If she is moving on from registration—
I will come back to that, Richard. I think that I agreed that I would let you in to ask about registration. Go on, Mary.
Given the time that we have this morning, I will stick to my main hobby-horse. The issues include the quality of care and support, the quality of staffing and the quality of management and leadership. Over the past decade, have you raised with ministers the timescale for registration and training of support staff in care homes and care-at-home services? Given that the Scottish Social Services Council was set up in 2001, I was shocked to discover that care-at-home staff do not need to complete registration until 2020. Does that cause you concern and have you recommended that the timescale be brought forward?
We have not formally recommended that the timescale be brought forward. In fact, we have concentrated on the registration of managers and on ensuring good management and leadership. I give a guarantee to the committee that the sign of quality in a care service for older people will be the quality of its manager. I have no doubt about that.
The Scottish Parliament information centre briefing says that there are currently 198,000 social services staff and the SSSC said last week that 50,000 have been registered. That leaves 140,000 staff of whom, according to the information that I have, around 50 per cent are trained or in training. That leaves 70,000 care-at-home staff, who I understand will have to be fully registered by 2020, and support workers in care homes, who will have to be registered by 2015. We are talking about 70,000 workers going into people’s homes without the support and training that they need to do the job. We heard from the SSSC last week how beneficial the training is not only for all aspects of care but in giving care workers the confidence to look after elderly people.
I am sure that the Scottish Social Services Council can submit the details of compulsory registration.
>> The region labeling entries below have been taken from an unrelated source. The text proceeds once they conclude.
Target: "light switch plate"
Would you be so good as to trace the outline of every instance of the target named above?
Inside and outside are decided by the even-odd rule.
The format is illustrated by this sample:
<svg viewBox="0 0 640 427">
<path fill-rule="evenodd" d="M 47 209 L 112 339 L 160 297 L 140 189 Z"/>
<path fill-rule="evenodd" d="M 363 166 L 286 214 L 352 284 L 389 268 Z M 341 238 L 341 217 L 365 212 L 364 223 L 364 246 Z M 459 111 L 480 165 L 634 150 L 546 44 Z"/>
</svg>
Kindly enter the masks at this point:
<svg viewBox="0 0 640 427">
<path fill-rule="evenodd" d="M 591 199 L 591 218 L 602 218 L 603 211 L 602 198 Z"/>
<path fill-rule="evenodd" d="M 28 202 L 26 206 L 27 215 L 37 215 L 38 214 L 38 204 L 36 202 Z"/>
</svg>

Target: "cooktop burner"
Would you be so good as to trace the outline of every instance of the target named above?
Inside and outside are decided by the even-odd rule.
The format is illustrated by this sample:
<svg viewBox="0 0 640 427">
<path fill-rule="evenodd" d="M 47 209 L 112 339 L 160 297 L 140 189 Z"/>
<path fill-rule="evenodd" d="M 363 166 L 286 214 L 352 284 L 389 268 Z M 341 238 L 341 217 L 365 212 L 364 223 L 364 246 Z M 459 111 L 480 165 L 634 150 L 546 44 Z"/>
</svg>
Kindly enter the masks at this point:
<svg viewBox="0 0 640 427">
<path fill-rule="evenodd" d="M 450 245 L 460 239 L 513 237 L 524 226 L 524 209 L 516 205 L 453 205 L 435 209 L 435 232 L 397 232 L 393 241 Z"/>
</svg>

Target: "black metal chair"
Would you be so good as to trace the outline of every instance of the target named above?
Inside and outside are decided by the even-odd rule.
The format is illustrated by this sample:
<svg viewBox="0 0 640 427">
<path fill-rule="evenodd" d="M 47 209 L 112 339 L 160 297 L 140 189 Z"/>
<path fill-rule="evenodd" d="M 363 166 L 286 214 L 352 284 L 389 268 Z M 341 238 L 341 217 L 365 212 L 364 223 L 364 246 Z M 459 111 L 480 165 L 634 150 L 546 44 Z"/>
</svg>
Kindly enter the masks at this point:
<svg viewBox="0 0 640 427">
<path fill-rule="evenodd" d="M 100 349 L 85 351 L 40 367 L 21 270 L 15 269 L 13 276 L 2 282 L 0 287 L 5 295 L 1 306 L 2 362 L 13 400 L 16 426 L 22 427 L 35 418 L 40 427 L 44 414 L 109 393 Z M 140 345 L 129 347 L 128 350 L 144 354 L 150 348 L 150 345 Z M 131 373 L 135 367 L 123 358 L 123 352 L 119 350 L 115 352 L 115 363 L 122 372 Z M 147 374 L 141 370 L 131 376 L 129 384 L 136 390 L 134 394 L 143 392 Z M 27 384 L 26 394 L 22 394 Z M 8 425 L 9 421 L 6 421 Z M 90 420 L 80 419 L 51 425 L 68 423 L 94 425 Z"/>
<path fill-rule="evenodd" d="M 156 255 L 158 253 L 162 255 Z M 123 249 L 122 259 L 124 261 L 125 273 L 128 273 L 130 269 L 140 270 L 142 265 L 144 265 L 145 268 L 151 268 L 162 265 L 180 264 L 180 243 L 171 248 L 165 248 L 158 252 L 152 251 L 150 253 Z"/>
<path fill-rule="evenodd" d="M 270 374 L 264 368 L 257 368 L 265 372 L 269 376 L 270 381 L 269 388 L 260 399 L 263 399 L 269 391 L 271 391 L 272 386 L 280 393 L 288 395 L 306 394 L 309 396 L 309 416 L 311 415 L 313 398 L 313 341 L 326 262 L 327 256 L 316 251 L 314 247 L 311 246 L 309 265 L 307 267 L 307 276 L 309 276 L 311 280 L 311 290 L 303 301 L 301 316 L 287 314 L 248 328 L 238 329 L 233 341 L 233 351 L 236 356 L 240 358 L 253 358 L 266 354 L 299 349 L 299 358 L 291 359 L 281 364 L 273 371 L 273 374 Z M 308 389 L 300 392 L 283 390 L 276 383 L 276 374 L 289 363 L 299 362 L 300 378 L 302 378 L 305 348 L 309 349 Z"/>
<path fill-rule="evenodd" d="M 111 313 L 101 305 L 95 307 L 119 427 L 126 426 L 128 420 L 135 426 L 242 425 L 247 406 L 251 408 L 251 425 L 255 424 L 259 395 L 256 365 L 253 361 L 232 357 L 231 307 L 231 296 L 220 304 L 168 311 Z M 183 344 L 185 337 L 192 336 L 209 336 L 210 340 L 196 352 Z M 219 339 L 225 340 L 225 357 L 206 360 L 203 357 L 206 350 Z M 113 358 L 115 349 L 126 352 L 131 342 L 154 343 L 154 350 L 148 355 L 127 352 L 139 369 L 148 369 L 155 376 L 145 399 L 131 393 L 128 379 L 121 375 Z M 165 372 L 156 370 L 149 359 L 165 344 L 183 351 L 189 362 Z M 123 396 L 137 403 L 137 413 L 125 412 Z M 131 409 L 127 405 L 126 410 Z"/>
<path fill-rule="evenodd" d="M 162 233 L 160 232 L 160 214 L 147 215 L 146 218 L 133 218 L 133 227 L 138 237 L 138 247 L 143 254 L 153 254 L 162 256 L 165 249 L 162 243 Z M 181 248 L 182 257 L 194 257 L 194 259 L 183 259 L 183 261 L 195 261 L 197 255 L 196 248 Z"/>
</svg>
It is important to emphasise that its register is different from those in other parts of the United Kingdom in that it is qualification based. Therefore, a lot of time must be invested to ensure that these vital workers receive the training that is required to achieve a qualification in order to register. The process has definitely boosted the quality of the workforce and will continue to do so.
Last week, the representative from the Scottish Social Services Council acknowledged and did not question the figures that I used. I am surprised that the care inspectorate has not raised concerns with the cabinet secretary about the support that is given to staff to carry out the jobs that they do, which means so much from the point of view of quality of care.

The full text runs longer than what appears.